The full local voice pipeline in March 2026

The best local voice stack right now chains three pieces, all offline:

StageModelTimeVRAM
Speech-to-textfaster-whisper (turbo, INT8)~200ms~1-3 GB
Language modelQwen 3.5 9B Q4~500ms to first token~6 GB
Text-to-speechVoxtral MLX 4-bit (Mac) or Qwen3-TTS (GPU)~70-97ms to first audio~2.5-4 GB
Total~770-800ms~9.5-13 GB

Under a second. On a MacBook Pro with 16 GB, the Whisper + LLM + Voxtral stack fits with room to spare. On a desktop with an RTX 3090, you can run Whisper + a 14B model + Qwen3-TTS and still have VRAM left over.

Two months ago, when this article was first published, Kokoro and Chatterbox were the top options and voice cloning required trade-offs. Voxtral and Qwen3-TTS changed the math. Voxtral gives the highest quality at 70ms on Apple Silicon.
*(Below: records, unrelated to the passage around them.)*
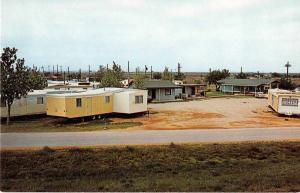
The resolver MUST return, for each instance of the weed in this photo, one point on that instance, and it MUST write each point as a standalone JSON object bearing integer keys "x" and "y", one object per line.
{"x": 47, "y": 150}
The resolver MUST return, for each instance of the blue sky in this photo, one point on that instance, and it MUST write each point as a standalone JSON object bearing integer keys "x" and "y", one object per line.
{"x": 260, "y": 35}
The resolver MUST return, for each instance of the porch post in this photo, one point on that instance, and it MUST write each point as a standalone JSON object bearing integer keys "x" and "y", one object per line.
{"x": 159, "y": 94}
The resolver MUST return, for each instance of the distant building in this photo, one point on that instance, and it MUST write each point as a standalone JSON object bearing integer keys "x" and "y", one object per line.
{"x": 247, "y": 85}
{"x": 161, "y": 90}
{"x": 284, "y": 102}
{"x": 96, "y": 102}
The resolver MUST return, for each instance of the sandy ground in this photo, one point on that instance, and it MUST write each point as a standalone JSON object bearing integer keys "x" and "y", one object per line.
{"x": 214, "y": 113}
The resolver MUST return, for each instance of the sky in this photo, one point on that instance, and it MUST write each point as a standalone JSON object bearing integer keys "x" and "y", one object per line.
{"x": 259, "y": 35}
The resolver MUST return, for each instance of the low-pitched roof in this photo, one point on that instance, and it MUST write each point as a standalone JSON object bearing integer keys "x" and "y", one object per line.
{"x": 246, "y": 82}
{"x": 160, "y": 84}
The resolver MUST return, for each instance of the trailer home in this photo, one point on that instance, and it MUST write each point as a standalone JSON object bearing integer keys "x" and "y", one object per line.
{"x": 130, "y": 101}
{"x": 284, "y": 102}
{"x": 80, "y": 103}
{"x": 96, "y": 102}
{"x": 33, "y": 103}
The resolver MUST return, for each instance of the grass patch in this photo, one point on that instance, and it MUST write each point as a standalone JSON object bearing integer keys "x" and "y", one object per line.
{"x": 49, "y": 124}
{"x": 216, "y": 94}
{"x": 263, "y": 166}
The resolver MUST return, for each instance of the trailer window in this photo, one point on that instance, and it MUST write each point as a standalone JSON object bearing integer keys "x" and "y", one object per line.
{"x": 3, "y": 103}
{"x": 289, "y": 102}
{"x": 168, "y": 91}
{"x": 138, "y": 99}
{"x": 107, "y": 99}
{"x": 78, "y": 102}
{"x": 40, "y": 100}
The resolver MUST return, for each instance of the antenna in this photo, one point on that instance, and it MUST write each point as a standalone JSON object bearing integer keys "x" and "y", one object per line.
{"x": 178, "y": 71}
{"x": 128, "y": 74}
{"x": 68, "y": 73}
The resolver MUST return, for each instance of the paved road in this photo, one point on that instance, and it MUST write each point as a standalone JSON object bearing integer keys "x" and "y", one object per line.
{"x": 15, "y": 140}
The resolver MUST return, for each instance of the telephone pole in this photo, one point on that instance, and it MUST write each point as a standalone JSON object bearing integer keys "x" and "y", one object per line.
{"x": 68, "y": 73}
{"x": 128, "y": 76}
{"x": 287, "y": 65}
{"x": 178, "y": 69}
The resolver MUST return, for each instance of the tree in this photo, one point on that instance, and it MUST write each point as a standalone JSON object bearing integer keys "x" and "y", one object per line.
{"x": 286, "y": 84}
{"x": 167, "y": 75}
{"x": 214, "y": 76}
{"x": 139, "y": 81}
{"x": 117, "y": 71}
{"x": 110, "y": 80}
{"x": 100, "y": 73}
{"x": 15, "y": 78}
{"x": 241, "y": 75}
{"x": 113, "y": 77}
{"x": 37, "y": 80}
{"x": 275, "y": 75}
{"x": 157, "y": 75}
{"x": 179, "y": 76}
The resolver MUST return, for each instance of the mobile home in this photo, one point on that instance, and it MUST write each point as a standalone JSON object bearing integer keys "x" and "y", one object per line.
{"x": 130, "y": 101}
{"x": 284, "y": 102}
{"x": 80, "y": 103}
{"x": 33, "y": 103}
{"x": 96, "y": 102}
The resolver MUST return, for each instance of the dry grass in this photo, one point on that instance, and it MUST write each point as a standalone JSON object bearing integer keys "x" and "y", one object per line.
{"x": 264, "y": 166}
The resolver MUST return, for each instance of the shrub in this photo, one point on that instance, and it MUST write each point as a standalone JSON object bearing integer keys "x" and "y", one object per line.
{"x": 47, "y": 150}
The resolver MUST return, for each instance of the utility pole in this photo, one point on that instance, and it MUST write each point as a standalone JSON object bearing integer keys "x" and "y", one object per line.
{"x": 89, "y": 72}
{"x": 178, "y": 69}
{"x": 64, "y": 77}
{"x": 128, "y": 76}
{"x": 68, "y": 73}
{"x": 60, "y": 70}
{"x": 79, "y": 77}
{"x": 287, "y": 65}
{"x": 146, "y": 68}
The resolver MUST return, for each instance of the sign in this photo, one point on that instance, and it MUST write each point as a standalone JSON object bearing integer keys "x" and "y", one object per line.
{"x": 289, "y": 102}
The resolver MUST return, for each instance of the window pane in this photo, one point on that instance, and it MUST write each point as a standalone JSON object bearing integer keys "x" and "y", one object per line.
{"x": 78, "y": 102}
{"x": 167, "y": 91}
{"x": 40, "y": 100}
{"x": 107, "y": 99}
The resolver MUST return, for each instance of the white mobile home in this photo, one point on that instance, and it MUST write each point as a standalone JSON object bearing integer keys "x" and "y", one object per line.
{"x": 33, "y": 103}
{"x": 284, "y": 102}
{"x": 130, "y": 101}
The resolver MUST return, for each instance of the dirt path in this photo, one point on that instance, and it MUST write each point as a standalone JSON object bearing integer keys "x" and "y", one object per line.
{"x": 213, "y": 113}
{"x": 21, "y": 140}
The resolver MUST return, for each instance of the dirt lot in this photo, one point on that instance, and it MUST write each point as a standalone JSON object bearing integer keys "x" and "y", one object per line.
{"x": 214, "y": 113}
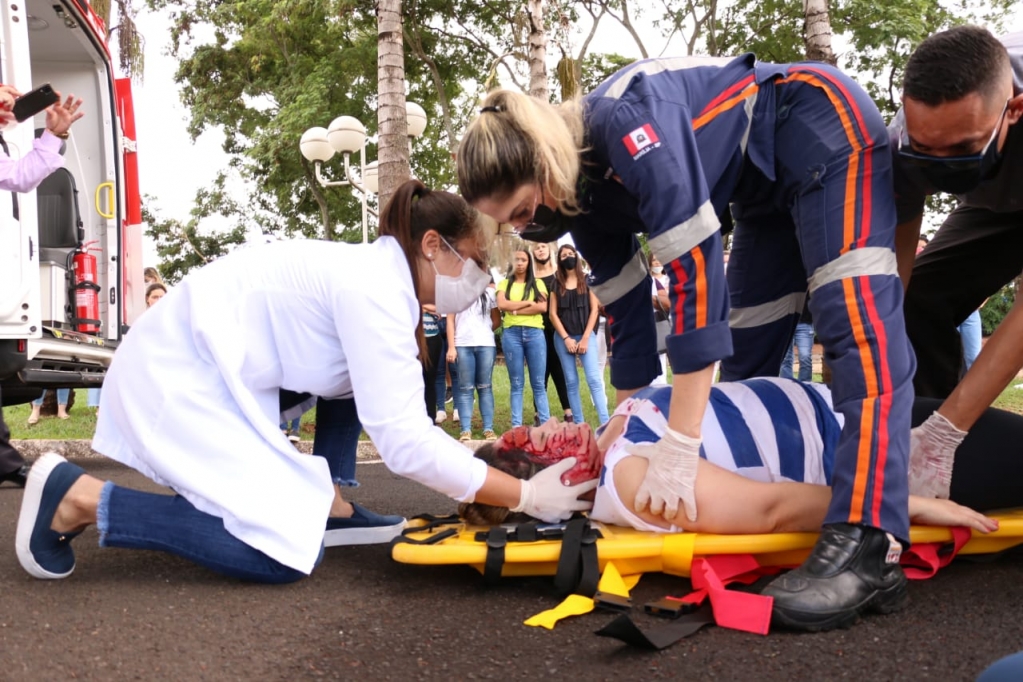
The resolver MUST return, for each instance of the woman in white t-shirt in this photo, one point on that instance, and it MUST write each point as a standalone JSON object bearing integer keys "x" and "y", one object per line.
{"x": 471, "y": 345}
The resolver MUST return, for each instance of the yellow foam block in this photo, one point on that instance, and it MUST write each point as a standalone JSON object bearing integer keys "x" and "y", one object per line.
{"x": 635, "y": 552}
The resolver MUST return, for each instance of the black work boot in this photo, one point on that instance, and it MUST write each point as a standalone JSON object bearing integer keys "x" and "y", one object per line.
{"x": 851, "y": 571}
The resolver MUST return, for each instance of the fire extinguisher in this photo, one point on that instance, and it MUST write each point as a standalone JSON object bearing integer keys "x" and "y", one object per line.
{"x": 84, "y": 289}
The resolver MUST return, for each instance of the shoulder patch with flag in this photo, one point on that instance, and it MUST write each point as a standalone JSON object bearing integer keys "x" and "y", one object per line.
{"x": 641, "y": 140}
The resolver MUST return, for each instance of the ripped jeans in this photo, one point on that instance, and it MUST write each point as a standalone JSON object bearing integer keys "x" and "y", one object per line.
{"x": 476, "y": 370}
Qwen3-TTS fits voice cloning into 4 GB VRAM with an Apache 2.0 license, and people are already building fine-tuning WebUIs and ComfyUI nodes for it.

Bottom Line

  1. Easiest start: Install Ollama + Open WebUI for instant voice chat with browser-based microphone input
  2. Best quality (Mac): faster-whisper + Ollama + Voxtral MLX 4-bit β€” under 800ms round-trip
  3. Best voice cloning (any GPU): faster-whisper + Ollama + Qwen3-TTS β€” 4 GB VRAM, Apache 2.0
  4. Lowest VRAM: faster-whisper + Ollama + Kokoro or Piper on CPU β€” saves all GPU memory for the LLM
  5. Most natural conversation: Moshi (full-duplex, 16 GB VRAM) β€” no pipeline, single speech-to-speech model

The gap between “local voice assistant” and “cloud voice assistant” closed this month. A personal voice pipeline that never phones home and sounds like a paid service runs on a MacBook with 16 GB or an RTX 3060. That wasn’t true eight weeks ago.